USAGES DES COMPAGNONS ALLEMANDS.

Le texte qui suit est extrait du Magasin pittoresque, 1835. Il est assez surréaliste et me fait penser à Alice au pays des merveilles. Nul doute qu’il intéressera les amateurs d’ésotérisme.

Jean-Louis Charvet.

ASSOCIATIONS D'OUVRIERS DANS L'ANCIENNE ALLEMAGNE.

Nous avons fait connaître précédemment (V. 1834, p. 363) le genre de vie des compagnons chasseurs, et les principales formules de leurs institutions. Les artisans, plus étroitement unis encore que les chasseurs, ne recevaient de membres nouveaux dans leurs corporations qu'en leur faisant subir des épreuves et des examens.

Il est dit dans un formulaire:

L'apprenti paraîtra devant les compagnons rassemblés à l'auberge commune. Les discours et opérations qui auront lieu seront de trois sortes: 1° souffler le feu; 2° ranimer le feu; 3° instruire.

On place une chaise au milieu de la chambre; un ancien se passe autour du cou un essuie- main dont les bouts retombent dans une cuvette placée sur la table.

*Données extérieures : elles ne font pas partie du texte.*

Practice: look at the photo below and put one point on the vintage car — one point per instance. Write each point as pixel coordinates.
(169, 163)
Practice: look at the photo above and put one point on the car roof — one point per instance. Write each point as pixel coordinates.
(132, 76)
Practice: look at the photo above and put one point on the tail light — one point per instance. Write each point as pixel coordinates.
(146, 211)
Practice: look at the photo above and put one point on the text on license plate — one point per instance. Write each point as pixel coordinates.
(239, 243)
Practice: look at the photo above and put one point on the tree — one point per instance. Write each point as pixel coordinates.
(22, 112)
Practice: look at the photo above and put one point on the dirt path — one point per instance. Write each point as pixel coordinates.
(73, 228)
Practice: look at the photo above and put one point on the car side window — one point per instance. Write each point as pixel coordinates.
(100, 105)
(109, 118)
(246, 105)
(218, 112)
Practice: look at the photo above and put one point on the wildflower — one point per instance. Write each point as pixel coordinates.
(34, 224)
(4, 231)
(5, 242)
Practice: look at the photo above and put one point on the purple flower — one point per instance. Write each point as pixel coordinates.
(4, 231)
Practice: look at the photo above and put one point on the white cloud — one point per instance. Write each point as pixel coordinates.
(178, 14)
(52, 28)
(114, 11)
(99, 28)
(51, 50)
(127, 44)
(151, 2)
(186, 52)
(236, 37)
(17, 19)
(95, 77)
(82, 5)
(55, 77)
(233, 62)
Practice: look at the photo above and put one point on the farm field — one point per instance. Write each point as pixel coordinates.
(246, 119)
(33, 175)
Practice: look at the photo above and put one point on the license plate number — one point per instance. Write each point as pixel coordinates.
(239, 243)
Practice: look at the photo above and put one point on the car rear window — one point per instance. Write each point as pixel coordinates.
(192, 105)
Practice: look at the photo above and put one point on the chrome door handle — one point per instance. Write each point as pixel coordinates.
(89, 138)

Celui qui veut souffler le feu se lève et dit: - Qu'il me soit permis d'aller chercher ce qu'il faut pour souffler le feu... Une fois, deux fois, trois fois, qu'il me soit permis d'ôter aux compagnons leurs serviettes et leurs cuvettes... Compagnons! que me reprochez-vous?

Réponse. - Les compagnons te reprochent beaucoup de choses: tu boîtes et tu sens mauvais (du hinkest, du stinkest); si tu peux découvrir quelqu'un qui boîte davantage et qui sente plus mauvais, lève-toi; prends tes guenilles et pends-les lui au cou.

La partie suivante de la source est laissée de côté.